Any indeterminate lesions were excluded. Any previously irradiated residual meningiomas were also excluded. The breakdown of the number of lesions confirmed by each of the above criteria is outlined in Fig. 1. The lesions that were confirmed as meningiomas or post-treatment changes were then reclassified using the following four methods: an absolute maximum SUV threshold of 2.3 as described in reference17, an SUV ratio (SUVR) referencing the superior sagittal sinus (SSS) threshold of 3 as described in reference4, an SUVR referencing the pituitary gland (SUVRpit), and an SUVR referencing the normal brain parenchyma (SUVRnorm). Given that no previously published threshold value references exist for the SUVRpit and SUVRnorm approaches, the optimal threshold for these methods were determined by performing Youden’s J statistics within our cohort.
Statistical analysis
Mann–Whitney test was performed to compare SUV, SUVRsss, SUVRpit, and SUVRnorm values between meningioma and post-treatment changes. Kruskal–Wallis test was performed to compare SUV, SUVRsss,SUVRpit, and SUVRnorm values between WHO grades in meningioma. In patients with multiple meningiomas, given that many simultaneously occurring meningiomas show a uniform histology, all meningiomas, including those that were not directly biopsied, were assigned the same WHO grade within a given patient, following the methodology applied in prior studies20,21,22. In order to evaluate potential bias when analyzing multiple meningiomas per patient, an additional evaluation with only pathology proven meningiomas was performed. Linear regression analysis was performed to correlate SUV, SUVRsss, SUVRpit, and SUVRnorm with the size of meningioma as determined by the length of the longest dimension in a subset of patients whose meningioma size information was available. Diagnostic accuracy of the four different classification methods was assessed using 2 × 2 contingency tables and sensitivity, specificity, positive predictive value (PPV), and negative predictive value (NPV) were calculated for each method. In order to assess PPV and NPV as directly measured in our clinical cohort, the prevalence of meningioma in our cohort (80.2% (166/207 lesions of interest)) was used to calculate PPV and NPV. The statistical difference between the four diagnostic methods was evaluated using the McNemar test. Receiver-operating-characteristic analyses were performed to compare the diagnostic performance of SUV, SUVRsss, SUVRpit, and SUVRnorm using area under the curve. Youden’s J statistics was performed to identify the optimal thresholds in each method. At the identified optimal thresholds, the McNemar test was again used to compare the four diagnostic methods. GraphPad Prism 8 was used to perform all statistical analyses. P values below 0.05 were considered to indicate statistical significance.

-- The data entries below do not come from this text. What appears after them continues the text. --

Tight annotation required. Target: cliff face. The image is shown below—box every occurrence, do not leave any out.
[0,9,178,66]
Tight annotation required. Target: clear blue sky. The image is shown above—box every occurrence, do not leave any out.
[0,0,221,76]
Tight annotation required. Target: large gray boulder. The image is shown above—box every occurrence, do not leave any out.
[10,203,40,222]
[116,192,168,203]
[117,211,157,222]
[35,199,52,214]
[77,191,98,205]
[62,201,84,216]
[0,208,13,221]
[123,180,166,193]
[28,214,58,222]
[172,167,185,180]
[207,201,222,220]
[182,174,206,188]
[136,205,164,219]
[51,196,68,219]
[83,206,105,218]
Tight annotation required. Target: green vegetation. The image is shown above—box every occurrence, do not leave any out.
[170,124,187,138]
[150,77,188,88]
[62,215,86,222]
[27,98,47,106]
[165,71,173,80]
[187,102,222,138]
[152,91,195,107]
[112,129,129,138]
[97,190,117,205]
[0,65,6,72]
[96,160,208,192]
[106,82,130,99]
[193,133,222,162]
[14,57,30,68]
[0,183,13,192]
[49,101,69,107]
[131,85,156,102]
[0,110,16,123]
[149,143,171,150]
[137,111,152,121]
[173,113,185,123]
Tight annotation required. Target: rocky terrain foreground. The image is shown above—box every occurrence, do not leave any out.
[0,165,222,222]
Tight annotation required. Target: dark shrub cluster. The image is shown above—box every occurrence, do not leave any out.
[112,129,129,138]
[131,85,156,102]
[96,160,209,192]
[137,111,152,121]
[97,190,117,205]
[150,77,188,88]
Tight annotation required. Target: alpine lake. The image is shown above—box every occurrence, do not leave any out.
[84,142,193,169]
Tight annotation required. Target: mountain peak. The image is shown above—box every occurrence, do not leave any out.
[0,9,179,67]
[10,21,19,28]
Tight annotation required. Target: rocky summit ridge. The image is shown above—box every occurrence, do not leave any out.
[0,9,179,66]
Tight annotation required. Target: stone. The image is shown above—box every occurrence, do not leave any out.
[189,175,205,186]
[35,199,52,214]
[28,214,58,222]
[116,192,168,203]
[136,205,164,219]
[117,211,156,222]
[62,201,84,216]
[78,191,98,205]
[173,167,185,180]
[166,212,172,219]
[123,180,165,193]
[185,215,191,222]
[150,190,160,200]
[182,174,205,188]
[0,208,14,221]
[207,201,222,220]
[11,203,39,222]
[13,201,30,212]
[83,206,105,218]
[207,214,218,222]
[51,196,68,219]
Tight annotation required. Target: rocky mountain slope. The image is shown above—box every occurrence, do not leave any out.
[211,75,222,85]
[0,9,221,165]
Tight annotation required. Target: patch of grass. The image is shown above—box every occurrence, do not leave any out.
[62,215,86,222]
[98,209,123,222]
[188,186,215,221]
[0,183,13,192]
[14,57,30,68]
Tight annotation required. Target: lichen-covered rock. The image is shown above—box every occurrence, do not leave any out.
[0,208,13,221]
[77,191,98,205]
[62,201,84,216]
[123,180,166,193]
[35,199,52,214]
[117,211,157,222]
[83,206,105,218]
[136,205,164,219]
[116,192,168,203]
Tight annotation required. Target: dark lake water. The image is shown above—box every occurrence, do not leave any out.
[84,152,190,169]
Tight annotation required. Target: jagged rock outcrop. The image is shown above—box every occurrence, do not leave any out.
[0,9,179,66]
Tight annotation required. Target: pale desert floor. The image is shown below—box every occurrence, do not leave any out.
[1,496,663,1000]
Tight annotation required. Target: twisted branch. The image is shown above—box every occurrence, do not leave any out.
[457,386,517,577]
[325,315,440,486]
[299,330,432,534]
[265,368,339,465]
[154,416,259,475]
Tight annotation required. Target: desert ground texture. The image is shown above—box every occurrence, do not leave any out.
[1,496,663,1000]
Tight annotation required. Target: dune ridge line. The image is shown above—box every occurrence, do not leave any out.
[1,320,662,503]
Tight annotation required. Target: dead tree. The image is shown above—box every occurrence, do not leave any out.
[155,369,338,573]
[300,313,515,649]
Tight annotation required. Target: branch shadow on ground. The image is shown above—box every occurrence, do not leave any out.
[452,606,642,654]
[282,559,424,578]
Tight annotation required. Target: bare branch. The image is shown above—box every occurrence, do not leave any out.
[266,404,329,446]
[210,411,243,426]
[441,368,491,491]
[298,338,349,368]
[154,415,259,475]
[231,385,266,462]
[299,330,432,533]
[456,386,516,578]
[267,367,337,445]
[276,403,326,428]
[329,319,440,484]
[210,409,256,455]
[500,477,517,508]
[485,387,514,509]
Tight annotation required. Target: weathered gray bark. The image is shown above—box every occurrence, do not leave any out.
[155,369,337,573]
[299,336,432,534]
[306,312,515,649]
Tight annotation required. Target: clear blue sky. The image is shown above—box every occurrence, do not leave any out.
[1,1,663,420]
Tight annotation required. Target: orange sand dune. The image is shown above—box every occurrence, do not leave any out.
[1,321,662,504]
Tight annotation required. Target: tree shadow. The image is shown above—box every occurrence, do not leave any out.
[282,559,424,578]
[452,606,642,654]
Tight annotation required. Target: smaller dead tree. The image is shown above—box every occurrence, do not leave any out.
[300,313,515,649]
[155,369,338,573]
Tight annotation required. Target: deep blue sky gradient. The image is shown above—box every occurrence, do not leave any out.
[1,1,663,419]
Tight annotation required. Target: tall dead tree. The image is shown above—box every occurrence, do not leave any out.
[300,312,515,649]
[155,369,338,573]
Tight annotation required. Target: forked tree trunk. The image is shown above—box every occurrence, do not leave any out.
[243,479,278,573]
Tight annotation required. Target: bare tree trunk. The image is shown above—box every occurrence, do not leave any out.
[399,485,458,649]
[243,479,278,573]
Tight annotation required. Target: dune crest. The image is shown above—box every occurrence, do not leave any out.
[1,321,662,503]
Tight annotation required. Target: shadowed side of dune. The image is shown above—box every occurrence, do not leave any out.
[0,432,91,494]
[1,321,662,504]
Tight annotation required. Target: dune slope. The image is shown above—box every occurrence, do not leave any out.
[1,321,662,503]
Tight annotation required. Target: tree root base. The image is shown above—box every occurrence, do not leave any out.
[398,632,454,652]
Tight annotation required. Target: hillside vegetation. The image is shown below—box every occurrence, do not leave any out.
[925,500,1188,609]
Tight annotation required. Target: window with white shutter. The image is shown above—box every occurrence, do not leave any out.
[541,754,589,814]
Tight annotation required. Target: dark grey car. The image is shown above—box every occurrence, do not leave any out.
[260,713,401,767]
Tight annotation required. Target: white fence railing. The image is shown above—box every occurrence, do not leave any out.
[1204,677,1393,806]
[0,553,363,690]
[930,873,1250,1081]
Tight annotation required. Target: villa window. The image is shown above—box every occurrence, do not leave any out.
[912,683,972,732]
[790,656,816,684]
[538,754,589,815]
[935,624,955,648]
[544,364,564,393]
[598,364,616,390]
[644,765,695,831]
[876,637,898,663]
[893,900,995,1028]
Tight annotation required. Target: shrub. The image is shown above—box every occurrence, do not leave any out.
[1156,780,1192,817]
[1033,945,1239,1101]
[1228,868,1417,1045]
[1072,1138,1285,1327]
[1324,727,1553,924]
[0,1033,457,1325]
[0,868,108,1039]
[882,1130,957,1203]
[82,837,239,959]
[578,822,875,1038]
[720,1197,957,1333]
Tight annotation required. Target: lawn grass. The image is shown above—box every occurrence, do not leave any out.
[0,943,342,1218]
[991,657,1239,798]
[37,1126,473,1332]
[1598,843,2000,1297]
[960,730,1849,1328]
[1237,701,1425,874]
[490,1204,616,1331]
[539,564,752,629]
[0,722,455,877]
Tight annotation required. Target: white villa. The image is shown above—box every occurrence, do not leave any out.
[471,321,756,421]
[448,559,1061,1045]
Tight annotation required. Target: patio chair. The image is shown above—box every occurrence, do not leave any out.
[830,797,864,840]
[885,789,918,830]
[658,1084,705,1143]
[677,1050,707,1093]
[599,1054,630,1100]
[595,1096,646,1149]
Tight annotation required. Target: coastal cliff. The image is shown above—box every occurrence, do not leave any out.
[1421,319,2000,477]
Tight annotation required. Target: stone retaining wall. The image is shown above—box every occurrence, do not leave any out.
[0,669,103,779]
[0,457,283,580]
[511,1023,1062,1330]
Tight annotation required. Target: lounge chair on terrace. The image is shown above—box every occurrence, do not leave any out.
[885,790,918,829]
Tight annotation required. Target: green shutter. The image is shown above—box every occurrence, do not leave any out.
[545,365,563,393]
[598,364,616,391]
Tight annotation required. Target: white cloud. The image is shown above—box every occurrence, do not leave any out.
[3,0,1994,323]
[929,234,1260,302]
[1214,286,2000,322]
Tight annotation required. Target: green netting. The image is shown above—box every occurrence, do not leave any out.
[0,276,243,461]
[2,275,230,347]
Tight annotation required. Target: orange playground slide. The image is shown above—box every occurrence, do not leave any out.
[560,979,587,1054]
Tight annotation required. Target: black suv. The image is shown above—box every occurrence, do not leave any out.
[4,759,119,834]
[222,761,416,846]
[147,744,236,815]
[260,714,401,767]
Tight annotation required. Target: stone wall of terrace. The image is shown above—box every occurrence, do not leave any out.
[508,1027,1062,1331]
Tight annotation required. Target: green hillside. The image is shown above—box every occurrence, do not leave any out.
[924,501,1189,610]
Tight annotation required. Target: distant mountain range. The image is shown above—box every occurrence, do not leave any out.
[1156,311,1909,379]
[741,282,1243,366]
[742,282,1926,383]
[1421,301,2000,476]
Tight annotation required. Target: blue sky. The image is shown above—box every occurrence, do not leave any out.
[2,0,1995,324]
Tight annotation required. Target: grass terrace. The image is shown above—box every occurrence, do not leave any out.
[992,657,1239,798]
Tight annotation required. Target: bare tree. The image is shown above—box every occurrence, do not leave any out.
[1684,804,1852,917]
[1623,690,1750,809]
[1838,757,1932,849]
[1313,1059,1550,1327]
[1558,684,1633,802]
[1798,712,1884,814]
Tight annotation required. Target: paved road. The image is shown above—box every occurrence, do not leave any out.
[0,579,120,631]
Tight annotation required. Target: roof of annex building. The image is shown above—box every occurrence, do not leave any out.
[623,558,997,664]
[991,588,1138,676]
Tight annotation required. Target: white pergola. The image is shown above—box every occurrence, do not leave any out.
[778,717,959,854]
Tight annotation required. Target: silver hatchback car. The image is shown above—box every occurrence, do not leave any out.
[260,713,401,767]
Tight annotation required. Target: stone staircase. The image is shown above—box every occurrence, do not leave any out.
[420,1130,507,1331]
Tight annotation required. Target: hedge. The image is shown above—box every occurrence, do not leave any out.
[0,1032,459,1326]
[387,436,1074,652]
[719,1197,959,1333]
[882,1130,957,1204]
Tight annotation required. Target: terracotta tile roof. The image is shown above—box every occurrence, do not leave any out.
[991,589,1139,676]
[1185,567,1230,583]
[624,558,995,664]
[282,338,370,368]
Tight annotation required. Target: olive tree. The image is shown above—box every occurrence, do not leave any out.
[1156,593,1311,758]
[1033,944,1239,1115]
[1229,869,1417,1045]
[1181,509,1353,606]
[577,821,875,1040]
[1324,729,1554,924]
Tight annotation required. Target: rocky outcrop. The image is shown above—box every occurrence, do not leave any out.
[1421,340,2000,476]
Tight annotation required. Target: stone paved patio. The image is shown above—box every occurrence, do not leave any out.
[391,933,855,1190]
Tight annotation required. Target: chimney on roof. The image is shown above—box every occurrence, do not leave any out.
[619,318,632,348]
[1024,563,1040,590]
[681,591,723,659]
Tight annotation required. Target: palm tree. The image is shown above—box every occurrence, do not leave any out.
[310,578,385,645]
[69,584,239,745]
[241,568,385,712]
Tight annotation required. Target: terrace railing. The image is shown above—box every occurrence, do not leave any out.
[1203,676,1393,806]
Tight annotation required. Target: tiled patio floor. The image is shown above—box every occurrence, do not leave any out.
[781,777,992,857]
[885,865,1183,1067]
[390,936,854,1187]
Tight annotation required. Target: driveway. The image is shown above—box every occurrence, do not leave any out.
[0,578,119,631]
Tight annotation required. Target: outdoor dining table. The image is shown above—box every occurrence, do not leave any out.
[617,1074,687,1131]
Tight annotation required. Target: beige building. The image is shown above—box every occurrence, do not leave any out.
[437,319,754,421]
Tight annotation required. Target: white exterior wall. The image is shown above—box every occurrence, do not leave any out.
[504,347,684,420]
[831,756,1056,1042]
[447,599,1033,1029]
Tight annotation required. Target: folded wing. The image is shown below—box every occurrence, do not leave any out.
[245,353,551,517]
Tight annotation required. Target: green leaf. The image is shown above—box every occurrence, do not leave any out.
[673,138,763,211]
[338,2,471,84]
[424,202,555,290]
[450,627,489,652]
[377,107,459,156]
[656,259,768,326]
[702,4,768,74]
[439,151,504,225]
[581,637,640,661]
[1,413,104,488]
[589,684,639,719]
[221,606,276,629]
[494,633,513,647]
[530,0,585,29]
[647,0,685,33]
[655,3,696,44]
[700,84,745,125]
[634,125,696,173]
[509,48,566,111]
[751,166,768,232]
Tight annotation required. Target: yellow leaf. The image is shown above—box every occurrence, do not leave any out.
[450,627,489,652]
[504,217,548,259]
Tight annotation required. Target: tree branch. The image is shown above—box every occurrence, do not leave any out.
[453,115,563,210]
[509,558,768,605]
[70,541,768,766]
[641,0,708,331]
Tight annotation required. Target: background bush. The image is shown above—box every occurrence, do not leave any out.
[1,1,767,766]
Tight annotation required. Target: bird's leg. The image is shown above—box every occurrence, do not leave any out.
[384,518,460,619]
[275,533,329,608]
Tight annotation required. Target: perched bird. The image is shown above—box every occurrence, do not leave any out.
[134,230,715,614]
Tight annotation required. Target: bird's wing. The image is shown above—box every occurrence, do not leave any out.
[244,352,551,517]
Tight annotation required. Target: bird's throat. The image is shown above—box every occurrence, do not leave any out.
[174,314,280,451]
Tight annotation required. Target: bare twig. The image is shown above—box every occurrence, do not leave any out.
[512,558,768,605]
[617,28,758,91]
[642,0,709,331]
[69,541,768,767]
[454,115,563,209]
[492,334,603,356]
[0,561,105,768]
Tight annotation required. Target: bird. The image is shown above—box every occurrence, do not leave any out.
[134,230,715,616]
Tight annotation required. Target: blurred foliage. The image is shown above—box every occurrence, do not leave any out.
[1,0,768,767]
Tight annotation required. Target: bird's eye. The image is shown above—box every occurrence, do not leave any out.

Ethics approval and consent to participate
Institutional review board (IRB) approval was obtained from the IRB committee of Weill Cornell Medicine (WCM) for this HIPAA compliant study. All experimental protocols were approved by the WCM IRB committee. Informed consent was obtained from all subjects. All methods were carried out in accordance with relevant guidelines and regulations.
Consent for publication
Consent to publish any individual data has been obtained as part of the informed consent process.
Results
Study population
Of the initial cohort of 88 [68Ga]-DOTATATE PET/MRI and PET/CT, 3 scans with diagnosis other than meningioma and 13 scans that were repeated follow up scans of the same patient were excluded. In total, 62 patients met the inclusion criteria (Fig. 1). Among the 214 lesions identified on [68Ga]-DOTATATE PET/MR in 62 patients, 3 indeterminate lesions in the absence of pathology and imaging follow ups and 4 lesions that were post-radiation treated residual tumors were excluded. In total, 166 meningiomas and 41 post-treatment change lesions were identified across the cohort. Of the 166 meningiomas, 16% (26/166) were confirmed with pathology outcome, with the median time from PET to pathology of 8 days (range: 1 day–1.4 years) (Fig. 1). 4.9% (2/41) of the post treatment change lesions were confirmed with pathology, with median time from PET to pathology of 8 days. 77% (128/166) of meningiomas and 78% (32/41) of post-treatment change were confirmed with follow up MRI, with the median time from PET to follow up of 8.6 months for meningioma (1.8 months–2.5 years) and of 13.2 months for post-treatment change (4 days–2.5 years). Finally, 7.2% (12/166) of meningiomas and 17% (7/41) of post treatment change were confirmed on the basis of the MR appearance at the time of [68Ga]-DOTATATE PET/MR. Detailed clinical and demographic characteristics of the study population are outlined in Table 1. A representative patient images from the cohort is shown in Fig. 2.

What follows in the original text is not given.